The key is not to assume. Membership may depend on the specific home, lot, or neighborhood offering, so buyers should verify what is included in each opportunity.
That detail matters if club access is central to your decision. A home on the course and a home with golf membership are not necessarily the same thing.
How to choose the right lot for you
If you are narrowing down your options, focus on the way you actually plan to live. The most helpful questions are usually practical, not abstract.
Ask yourself:
- Do you want to see the fairway every day, or would you rather look out over the valley and skyline?
- How much activity are you comfortable hearing or seeing near your outdoor spaces?
- Is your priority golf access and club energy, or privacy and elevation?
- Do you want a yard and patio designed around open fairway views, or a terrace-oriented home built around panoramic outlooks?
- Are you considering a specific neighborhood where membership or lot orientation changes the experience?
Because MacDonald Highlands is not fully built out, those details can vary from one pocket of the community to another. A thoughtful review of neighborhood name, lot position, orientation, and included benefits is often what separates a good fit from a great one.
The bottom line on MacDonald Highlands golf living
There is no universal winner between on-course and off-course living in MacDonald Highlands. The better choice depends on whether you value direct golf frontage and club atmosphere more than separation, elevation, and broader views.
On-course homes offer a more immersive relationship to DragonRidge, with all the beauty and activity that brings. Off-course homes often deliver a more private, view-driven experience while keeping you inside the same guarded, amenity-rich setting.
If you are weighing both options, the smartest move is to compare them through the lens of your daily routine, not just the listing photos. The right lot should support how you want to live, entertain, and enjoy the community over time.
If you want help comparing golf-frontage homes, hillside parcels, and view-driven opportunities in MacDonald Highlands, connect with Russell Arnold for a private consultation tailored to your goals.
FAQs
What is the difference between on-course and off-course homes in MacDonald Highlands?
- On-course homes directly front the DragonRidge fairways, while off-course homes are typically on hillside, canyon, or elevated lots within the same gated community.
Are off-course homes in MacDonald Highlands outside the gates?
- No. Both on-course and off-course homes are within MacDonald Highlands, which is a guard-gated community with private streets.
Do on-course homes in MacDonald Highlands have more golf-related activity?
- Yes. Community design guidelines note possible errant golf balls and potential noise from golfers, golf carts, and maintenance vehicles on golf-fronting lots.
Do off-course homes in MacDonald Highlands offer better views?
- They often do. Official community descriptions emphasize hillside elevations, panoramic outlooks, and views of the Strip, valley, golf course, and mountains.

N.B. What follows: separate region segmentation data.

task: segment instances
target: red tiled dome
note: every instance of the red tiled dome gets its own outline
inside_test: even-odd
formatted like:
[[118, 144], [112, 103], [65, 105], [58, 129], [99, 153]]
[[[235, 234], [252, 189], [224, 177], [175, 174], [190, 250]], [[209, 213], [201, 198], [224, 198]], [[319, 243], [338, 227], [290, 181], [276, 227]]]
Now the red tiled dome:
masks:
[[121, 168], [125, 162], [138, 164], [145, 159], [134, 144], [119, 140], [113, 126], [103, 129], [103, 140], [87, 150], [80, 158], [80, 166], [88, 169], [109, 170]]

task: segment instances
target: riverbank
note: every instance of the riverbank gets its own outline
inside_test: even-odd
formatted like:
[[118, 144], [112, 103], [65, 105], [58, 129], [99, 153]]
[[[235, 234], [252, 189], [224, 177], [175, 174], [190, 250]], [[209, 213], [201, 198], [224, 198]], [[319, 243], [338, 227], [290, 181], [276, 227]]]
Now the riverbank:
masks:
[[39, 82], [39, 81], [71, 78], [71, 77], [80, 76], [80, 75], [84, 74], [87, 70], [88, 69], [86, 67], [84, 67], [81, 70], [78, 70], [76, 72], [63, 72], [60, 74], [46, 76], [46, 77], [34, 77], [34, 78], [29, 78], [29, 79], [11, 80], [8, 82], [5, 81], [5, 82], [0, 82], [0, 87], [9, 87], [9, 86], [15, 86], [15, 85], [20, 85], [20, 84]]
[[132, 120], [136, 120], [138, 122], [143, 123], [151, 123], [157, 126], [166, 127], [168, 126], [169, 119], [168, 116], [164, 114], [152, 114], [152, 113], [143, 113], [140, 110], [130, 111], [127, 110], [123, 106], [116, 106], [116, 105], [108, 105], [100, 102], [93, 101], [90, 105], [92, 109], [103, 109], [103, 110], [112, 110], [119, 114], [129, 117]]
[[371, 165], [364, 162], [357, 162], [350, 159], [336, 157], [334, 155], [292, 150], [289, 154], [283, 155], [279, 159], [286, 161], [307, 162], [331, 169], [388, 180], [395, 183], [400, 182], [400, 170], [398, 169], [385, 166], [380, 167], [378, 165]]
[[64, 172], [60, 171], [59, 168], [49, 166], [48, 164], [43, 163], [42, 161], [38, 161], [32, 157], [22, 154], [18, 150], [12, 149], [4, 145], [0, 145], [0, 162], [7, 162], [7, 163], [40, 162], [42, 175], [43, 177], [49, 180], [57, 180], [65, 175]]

Is DragonRidge golf membership included with every MacDonald Highlands home?
- No. DragonRidge offers Full Golf and Social membership categories, and some neighborhood offerings have noted membership included, so buyers should verify the details of each specific property.
Is MacDonald Highlands fully built out?
- Not yet. The City of Henderson’s 2025 inventory listed 803 existing units out of 1,062 at completion, so neighborhood and lot selection still play an important role in the buyer experience.